The recent controversies within evangelicalism about gay marriage have largely proceeded on the basis of a single methodological axiom: when disagreement exists and Scripture appears silent (or ambiguous), approval is permitted. Such an axiom has gone hand-in-hand with the prioritization of a certain kind of experience for moral reasoning. Experience is sometimes treated as though it has a fixed and inviolable content. “That’s just my experience,” we say, as though the matter is closed. But experience is peculiar: what we ‘experience’ on an issue is not as permanent as it seems, but remains open to us. We capture our experiences at a particular slice in time—but two years later, the same memories and experiences take on a different color and atmosphere. Experience is an inherently unstable phenomenon; this is what partly what makes it so valuable a source of reflection and such an unsteady basis for moral reasoning. Shellnut’s essay necessarily captures the experiences of surrogates at a particular moment in time. Yet it is just such a limitation which makes placing their opinion on an equal plane with those who have aggregated experiences and developed their thoughts in line with a biblical anthropology such a problem.

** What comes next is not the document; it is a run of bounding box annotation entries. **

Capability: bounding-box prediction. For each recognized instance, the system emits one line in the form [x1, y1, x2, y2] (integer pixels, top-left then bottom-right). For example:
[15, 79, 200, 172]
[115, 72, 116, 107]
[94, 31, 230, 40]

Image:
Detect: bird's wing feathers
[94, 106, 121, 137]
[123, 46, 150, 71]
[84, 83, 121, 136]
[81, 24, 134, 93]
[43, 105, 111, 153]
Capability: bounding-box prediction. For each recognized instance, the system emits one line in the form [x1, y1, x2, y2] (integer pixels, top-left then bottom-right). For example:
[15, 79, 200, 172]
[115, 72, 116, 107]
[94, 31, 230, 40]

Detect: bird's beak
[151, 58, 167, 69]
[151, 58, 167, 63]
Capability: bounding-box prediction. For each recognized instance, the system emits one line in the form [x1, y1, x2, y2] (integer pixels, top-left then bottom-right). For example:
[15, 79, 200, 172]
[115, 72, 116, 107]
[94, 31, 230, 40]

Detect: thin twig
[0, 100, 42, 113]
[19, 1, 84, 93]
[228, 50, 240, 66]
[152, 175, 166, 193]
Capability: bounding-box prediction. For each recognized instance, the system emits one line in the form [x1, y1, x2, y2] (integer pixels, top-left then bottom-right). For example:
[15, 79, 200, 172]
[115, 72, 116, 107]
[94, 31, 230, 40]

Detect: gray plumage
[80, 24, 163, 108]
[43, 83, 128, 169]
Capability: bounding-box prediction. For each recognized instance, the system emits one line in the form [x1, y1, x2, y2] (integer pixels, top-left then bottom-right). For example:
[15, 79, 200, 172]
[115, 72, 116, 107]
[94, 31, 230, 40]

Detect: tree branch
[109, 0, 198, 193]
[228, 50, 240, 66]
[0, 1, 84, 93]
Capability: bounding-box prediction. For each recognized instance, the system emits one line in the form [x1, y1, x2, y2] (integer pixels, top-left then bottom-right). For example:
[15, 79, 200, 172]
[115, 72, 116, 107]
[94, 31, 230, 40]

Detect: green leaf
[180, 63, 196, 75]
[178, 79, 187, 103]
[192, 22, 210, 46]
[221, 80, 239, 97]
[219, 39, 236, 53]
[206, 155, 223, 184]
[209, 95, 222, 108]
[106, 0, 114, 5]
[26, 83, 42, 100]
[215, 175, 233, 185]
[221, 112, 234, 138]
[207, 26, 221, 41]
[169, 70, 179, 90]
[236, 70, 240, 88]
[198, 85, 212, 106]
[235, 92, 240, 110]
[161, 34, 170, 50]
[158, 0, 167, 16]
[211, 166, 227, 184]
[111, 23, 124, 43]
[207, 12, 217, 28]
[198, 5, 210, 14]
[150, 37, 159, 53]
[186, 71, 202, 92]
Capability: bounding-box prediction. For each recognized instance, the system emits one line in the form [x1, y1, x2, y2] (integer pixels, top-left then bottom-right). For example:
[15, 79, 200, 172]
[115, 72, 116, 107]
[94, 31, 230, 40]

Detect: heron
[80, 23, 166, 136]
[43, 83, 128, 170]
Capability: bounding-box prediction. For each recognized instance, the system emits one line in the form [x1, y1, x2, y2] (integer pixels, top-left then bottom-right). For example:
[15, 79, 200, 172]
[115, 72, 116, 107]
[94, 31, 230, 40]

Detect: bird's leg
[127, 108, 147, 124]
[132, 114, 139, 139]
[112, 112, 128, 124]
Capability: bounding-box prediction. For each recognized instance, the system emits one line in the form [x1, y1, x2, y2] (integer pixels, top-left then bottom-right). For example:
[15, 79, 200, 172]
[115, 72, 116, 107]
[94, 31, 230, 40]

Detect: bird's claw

If nothing else, Shellnut’s essay highlights the extreme urgency of the anthropological crisis that evangelicalism has itself embraced—and the problems that compound if pastors wait to address such matters. The failure to do a hard thing early frequently leads to the need to do a much harder thing later on. And so it is here. Surrogacy should be met by evangelicals with a resounding and definite no, for reasons that Shellnut’s essay indicates and others beside. But the uncritical acceptance of contraception, the untethering of sex and procreation for the sake of apotheosizing pleasure, the absence of any meaningful concern about in vitro fertilization—these have undermined evangelicalism’s integrity on matters of sex and reproduction, and stripped its no’s of both confidence and authority. This was the lesson of the Nashville Statement, and it is still the case today.